El trata de capear el vendaval de pensamientos que le asalta y pone quilla al sol el bajel atribulado de su alma. Siente que esa joven, que trata de mantenerse a flote en la zozobra, vale más que ese oro que tiene el mismo color que sus cabellos. Nota también que los ojos de sus compinches están clavados en su persona, esperando un mandato. Sabe que su autoridad, cuestionada en los últimos tiempos por Willem Riis, su lugarteniente, depende en gran medida de lo que va a decir.

—Haceos con todo lo que haya de valor y llevadlo a nuestro barco —exclama, con sal en la garganta, procurando disimular su turbación.

—¿Y este buque y su tripulación? —pregunta su segundo, señalando con el mentón hacia los prisioneros.

—Han sido dignos marineros y nos han puesto difícil su captura…

—Ya, pero…

—Pero, ¿qué?

—No creo que nadie en su sano juicio pague un solo doblón por este hatajo de patanes —sugiere Riis con lengua de serpiente.

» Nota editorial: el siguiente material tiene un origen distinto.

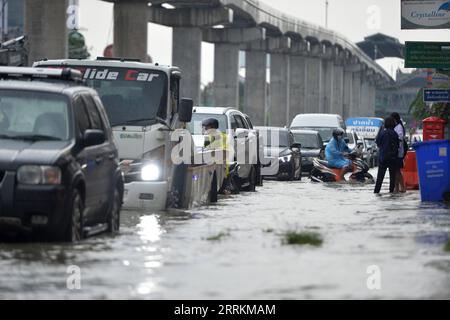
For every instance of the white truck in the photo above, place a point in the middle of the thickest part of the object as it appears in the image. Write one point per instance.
(144, 108)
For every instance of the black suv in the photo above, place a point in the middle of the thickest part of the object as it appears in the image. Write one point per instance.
(59, 166)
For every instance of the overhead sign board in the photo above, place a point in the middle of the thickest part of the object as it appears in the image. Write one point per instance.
(425, 14)
(436, 95)
(365, 127)
(427, 55)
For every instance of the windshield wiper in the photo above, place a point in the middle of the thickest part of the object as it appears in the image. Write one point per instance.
(34, 137)
(132, 121)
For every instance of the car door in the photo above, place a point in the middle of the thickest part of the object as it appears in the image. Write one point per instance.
(296, 154)
(110, 147)
(253, 142)
(86, 159)
(100, 154)
(243, 146)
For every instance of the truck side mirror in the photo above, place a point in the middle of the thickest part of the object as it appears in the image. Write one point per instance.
(185, 112)
(93, 138)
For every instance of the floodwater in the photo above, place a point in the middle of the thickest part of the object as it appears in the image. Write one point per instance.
(235, 250)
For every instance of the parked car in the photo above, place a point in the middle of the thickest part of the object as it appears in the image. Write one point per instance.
(280, 143)
(59, 166)
(323, 123)
(240, 135)
(311, 146)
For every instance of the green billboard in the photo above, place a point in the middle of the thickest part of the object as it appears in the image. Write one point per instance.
(427, 55)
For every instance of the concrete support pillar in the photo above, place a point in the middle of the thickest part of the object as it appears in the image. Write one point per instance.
(328, 87)
(297, 92)
(255, 91)
(187, 55)
(348, 93)
(226, 75)
(130, 29)
(45, 25)
(372, 100)
(337, 102)
(356, 95)
(314, 94)
(279, 90)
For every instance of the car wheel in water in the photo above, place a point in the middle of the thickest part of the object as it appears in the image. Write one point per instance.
(114, 212)
(74, 224)
(251, 180)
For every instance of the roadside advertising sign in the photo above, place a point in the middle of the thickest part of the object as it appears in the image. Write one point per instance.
(436, 95)
(427, 55)
(425, 14)
(365, 127)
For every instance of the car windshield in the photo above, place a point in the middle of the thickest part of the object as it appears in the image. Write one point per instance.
(31, 115)
(325, 132)
(307, 140)
(275, 138)
(370, 142)
(351, 138)
(195, 126)
(130, 96)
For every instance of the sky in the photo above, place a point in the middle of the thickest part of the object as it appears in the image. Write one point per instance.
(354, 19)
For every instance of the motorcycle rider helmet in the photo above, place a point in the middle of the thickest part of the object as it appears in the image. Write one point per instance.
(210, 123)
(338, 132)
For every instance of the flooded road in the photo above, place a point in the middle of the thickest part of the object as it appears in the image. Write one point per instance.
(235, 250)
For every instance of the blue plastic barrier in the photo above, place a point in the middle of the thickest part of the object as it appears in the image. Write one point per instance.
(433, 161)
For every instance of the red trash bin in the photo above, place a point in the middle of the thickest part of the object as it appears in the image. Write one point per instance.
(433, 129)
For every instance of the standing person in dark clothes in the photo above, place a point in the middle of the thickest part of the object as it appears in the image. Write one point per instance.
(388, 144)
(400, 129)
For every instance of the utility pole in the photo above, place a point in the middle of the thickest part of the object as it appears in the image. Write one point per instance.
(3, 4)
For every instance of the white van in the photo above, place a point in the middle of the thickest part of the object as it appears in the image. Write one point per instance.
(323, 123)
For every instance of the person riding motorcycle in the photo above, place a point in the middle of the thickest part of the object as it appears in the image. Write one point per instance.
(337, 149)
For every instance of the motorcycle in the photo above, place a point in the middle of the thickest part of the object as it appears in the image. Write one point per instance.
(322, 172)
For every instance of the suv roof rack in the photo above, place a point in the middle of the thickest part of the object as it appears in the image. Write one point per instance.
(64, 74)
(118, 59)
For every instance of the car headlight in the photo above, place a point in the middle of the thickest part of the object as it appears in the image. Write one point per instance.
(39, 175)
(150, 172)
(285, 158)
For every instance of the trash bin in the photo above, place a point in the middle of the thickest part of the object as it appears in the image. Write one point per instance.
(434, 168)
(410, 173)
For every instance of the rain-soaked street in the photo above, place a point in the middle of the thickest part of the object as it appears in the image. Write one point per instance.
(235, 250)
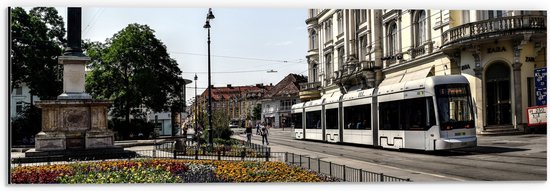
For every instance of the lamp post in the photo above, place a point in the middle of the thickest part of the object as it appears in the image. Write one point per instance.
(209, 16)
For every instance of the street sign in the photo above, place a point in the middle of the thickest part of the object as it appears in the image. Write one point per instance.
(536, 115)
(540, 86)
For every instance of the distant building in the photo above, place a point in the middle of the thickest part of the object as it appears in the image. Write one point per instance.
(277, 103)
(19, 98)
(498, 51)
(237, 101)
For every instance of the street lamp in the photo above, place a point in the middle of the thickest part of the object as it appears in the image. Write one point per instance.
(196, 110)
(209, 16)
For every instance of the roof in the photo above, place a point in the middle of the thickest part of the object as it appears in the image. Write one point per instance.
(287, 87)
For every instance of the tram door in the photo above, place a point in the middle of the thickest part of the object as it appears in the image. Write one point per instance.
(499, 110)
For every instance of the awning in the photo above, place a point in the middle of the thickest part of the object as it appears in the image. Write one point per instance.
(392, 78)
(416, 75)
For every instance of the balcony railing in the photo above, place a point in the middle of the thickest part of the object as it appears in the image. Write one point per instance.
(421, 50)
(310, 86)
(502, 24)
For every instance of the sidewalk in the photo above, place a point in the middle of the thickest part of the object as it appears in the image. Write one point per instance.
(415, 176)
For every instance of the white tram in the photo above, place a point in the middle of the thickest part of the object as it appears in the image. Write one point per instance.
(434, 113)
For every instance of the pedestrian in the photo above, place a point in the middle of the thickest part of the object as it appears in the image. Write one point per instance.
(248, 131)
(264, 132)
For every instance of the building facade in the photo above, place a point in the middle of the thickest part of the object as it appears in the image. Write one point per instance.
(237, 101)
(277, 103)
(497, 50)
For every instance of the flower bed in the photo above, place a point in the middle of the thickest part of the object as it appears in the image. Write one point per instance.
(164, 171)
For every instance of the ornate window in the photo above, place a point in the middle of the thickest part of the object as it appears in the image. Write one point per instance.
(363, 16)
(313, 40)
(340, 57)
(363, 48)
(392, 39)
(328, 66)
(314, 72)
(328, 30)
(340, 22)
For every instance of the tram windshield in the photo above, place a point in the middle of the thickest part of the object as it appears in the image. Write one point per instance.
(297, 120)
(454, 106)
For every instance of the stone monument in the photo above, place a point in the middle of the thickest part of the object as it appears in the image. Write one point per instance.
(74, 122)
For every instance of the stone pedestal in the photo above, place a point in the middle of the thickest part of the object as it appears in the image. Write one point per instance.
(99, 139)
(73, 77)
(74, 124)
(50, 141)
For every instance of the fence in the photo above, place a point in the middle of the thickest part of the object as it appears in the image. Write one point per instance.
(341, 172)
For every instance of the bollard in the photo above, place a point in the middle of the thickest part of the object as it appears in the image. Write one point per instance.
(330, 168)
(243, 154)
(344, 172)
(319, 165)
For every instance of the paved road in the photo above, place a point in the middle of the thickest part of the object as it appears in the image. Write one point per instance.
(498, 158)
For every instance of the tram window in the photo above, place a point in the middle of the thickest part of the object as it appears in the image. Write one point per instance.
(410, 114)
(297, 120)
(313, 120)
(389, 115)
(414, 114)
(332, 118)
(357, 117)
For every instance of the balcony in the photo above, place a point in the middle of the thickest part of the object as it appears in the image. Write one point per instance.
(494, 28)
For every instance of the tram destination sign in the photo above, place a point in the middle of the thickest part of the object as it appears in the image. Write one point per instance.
(536, 115)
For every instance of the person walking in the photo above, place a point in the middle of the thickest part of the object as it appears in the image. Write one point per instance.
(248, 132)
(264, 131)
(258, 128)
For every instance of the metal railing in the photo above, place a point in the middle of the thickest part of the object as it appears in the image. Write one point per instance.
(244, 152)
(337, 171)
(475, 29)
(342, 172)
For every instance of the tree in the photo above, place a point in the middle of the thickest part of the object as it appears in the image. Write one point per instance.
(133, 69)
(37, 39)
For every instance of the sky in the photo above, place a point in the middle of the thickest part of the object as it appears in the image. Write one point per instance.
(245, 42)
(262, 33)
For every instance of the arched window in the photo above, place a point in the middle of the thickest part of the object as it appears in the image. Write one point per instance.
(340, 22)
(328, 66)
(313, 38)
(420, 28)
(392, 39)
(315, 68)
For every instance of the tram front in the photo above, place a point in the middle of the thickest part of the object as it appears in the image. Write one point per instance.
(455, 115)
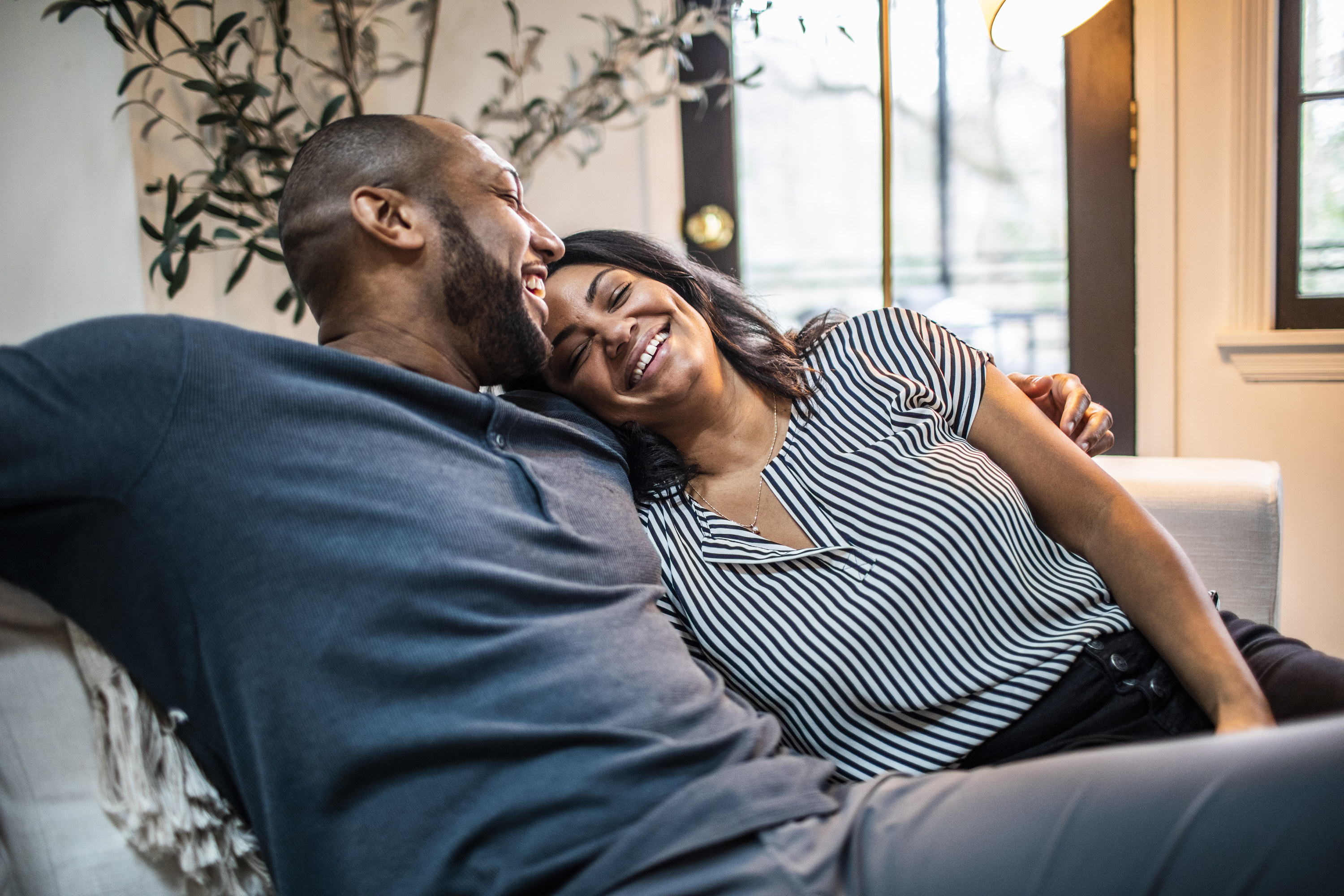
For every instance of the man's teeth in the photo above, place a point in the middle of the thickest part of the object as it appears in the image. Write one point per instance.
(648, 355)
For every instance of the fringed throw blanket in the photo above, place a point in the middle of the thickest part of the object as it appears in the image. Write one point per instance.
(155, 793)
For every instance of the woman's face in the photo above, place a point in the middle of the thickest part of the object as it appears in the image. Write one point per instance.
(627, 347)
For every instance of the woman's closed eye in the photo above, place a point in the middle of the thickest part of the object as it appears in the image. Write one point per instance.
(617, 299)
(620, 295)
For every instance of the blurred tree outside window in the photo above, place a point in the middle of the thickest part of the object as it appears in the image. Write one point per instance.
(979, 191)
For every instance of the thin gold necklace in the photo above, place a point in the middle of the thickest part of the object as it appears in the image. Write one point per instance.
(756, 530)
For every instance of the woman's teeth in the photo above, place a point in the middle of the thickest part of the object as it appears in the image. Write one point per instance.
(648, 357)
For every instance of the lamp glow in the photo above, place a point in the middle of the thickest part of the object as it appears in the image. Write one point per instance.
(1015, 25)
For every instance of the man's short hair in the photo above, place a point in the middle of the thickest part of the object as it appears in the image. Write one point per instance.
(363, 151)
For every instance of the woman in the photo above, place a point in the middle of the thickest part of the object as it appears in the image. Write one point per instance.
(874, 535)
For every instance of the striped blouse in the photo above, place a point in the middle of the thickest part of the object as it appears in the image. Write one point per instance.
(932, 612)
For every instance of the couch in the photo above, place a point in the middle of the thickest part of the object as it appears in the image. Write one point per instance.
(57, 841)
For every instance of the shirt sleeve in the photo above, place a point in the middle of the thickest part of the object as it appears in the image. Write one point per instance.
(82, 409)
(681, 626)
(900, 345)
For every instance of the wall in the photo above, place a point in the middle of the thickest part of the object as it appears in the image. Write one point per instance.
(68, 241)
(1202, 171)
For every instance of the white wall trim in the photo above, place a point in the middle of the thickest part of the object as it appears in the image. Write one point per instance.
(1285, 357)
(1155, 237)
(1254, 160)
(1249, 340)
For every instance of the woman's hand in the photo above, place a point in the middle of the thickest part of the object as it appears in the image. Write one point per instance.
(1151, 578)
(1066, 402)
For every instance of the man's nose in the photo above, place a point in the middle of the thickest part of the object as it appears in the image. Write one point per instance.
(545, 242)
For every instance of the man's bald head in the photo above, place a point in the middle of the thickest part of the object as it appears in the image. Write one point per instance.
(396, 152)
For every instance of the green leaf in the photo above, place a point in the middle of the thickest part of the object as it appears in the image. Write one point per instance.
(65, 7)
(197, 206)
(284, 113)
(124, 11)
(228, 25)
(220, 213)
(245, 88)
(131, 76)
(151, 34)
(179, 279)
(269, 254)
(331, 109)
(238, 272)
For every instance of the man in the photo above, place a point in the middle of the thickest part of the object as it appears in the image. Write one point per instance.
(412, 626)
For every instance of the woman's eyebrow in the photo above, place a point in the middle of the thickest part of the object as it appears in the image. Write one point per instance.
(589, 296)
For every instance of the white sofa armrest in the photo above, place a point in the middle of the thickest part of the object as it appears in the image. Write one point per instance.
(1228, 515)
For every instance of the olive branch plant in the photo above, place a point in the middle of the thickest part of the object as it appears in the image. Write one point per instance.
(258, 90)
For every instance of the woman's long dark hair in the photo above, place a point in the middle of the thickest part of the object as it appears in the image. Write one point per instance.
(745, 335)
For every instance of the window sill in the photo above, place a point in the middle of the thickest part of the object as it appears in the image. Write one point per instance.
(1285, 357)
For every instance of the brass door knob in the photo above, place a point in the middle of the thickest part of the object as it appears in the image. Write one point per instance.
(710, 229)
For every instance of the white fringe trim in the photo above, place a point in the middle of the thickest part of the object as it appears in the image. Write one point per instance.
(154, 790)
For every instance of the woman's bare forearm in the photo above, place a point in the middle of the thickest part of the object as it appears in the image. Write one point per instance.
(1152, 581)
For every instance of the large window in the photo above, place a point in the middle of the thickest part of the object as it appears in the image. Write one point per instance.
(1311, 195)
(979, 213)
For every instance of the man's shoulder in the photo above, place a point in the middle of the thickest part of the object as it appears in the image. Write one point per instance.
(574, 418)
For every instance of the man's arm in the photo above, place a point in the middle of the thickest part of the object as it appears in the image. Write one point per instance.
(1068, 404)
(1152, 581)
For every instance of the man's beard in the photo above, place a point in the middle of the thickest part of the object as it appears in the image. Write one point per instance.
(486, 302)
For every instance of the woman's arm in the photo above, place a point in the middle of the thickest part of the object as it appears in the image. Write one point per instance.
(1152, 581)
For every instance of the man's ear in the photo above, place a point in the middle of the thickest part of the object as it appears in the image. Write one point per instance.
(389, 217)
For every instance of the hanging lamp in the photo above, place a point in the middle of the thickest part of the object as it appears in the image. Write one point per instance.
(1015, 25)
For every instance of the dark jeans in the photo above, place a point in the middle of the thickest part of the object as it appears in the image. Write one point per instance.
(1258, 813)
(1120, 691)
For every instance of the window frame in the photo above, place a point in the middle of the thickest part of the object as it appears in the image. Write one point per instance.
(1291, 310)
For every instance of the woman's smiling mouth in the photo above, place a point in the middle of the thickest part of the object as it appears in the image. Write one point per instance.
(650, 351)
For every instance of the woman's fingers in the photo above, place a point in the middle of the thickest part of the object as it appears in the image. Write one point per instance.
(1072, 396)
(1094, 436)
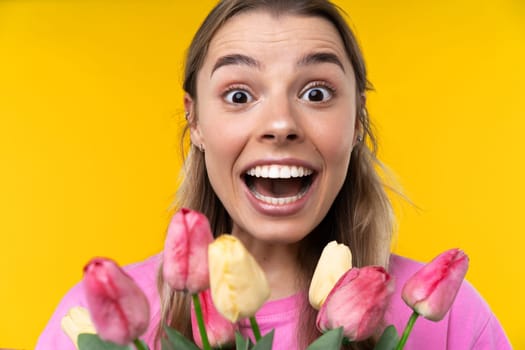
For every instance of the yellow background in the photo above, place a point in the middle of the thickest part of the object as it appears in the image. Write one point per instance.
(90, 109)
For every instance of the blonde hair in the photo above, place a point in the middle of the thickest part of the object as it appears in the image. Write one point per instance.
(360, 216)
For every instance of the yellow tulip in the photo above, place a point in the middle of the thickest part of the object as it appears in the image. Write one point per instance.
(335, 260)
(77, 321)
(238, 284)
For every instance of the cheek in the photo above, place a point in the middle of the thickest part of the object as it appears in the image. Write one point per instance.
(335, 142)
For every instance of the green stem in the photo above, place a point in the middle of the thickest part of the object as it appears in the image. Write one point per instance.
(200, 322)
(407, 330)
(139, 345)
(255, 328)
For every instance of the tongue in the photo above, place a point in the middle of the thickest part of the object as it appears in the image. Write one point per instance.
(277, 187)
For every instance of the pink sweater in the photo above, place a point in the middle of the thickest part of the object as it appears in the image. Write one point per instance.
(469, 325)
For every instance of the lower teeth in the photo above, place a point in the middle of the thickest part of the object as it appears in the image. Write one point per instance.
(279, 201)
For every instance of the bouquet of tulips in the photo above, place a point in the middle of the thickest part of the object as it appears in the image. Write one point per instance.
(227, 285)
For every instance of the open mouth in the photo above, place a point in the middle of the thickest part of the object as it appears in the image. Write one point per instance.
(278, 184)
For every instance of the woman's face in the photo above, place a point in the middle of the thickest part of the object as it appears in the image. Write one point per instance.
(275, 113)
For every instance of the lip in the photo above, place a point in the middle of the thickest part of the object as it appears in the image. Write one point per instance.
(280, 209)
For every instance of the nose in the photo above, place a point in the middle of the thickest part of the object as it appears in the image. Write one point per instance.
(280, 124)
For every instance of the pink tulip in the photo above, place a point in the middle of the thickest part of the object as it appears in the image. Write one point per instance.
(185, 265)
(220, 331)
(357, 302)
(118, 307)
(432, 290)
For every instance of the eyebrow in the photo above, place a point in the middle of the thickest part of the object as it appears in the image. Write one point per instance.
(320, 57)
(307, 60)
(235, 59)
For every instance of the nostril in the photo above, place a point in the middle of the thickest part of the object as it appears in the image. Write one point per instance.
(268, 136)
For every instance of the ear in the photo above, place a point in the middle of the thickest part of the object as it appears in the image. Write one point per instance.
(191, 117)
(361, 108)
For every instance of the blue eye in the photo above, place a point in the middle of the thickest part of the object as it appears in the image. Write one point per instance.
(238, 96)
(317, 94)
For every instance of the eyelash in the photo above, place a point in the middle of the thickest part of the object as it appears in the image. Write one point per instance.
(311, 85)
(322, 84)
(240, 88)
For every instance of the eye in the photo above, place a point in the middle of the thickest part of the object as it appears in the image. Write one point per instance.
(238, 96)
(317, 93)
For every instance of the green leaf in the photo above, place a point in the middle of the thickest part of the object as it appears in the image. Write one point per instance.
(331, 340)
(242, 343)
(388, 340)
(265, 343)
(93, 342)
(177, 341)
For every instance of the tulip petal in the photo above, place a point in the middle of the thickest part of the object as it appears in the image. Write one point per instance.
(238, 284)
(432, 290)
(185, 259)
(357, 302)
(335, 260)
(118, 307)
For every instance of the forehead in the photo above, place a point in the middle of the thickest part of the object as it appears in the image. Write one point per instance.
(261, 32)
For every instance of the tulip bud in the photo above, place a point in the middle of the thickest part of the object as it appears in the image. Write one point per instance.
(238, 284)
(118, 307)
(220, 331)
(185, 260)
(432, 290)
(77, 321)
(335, 260)
(357, 303)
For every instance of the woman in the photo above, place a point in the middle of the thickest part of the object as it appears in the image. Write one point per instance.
(283, 157)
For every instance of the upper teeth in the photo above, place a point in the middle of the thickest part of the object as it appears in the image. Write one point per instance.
(279, 171)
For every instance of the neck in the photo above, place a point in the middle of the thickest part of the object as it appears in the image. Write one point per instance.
(279, 262)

Scolum parece pensárselo un momento. Su respuesta es un murmullo que el otro apenas alcanza a comprender.

—Disponed de ellos como mejor queráis —accede con un gesto que trata de ser torvo pero que, en realidad, esconde una gran desolación—. En cuanto a la muchacha, llevadla a mi cámara y no le pongáis la mano encima. Arrojaré a los tiburones a quien se atreva a hacerle daño.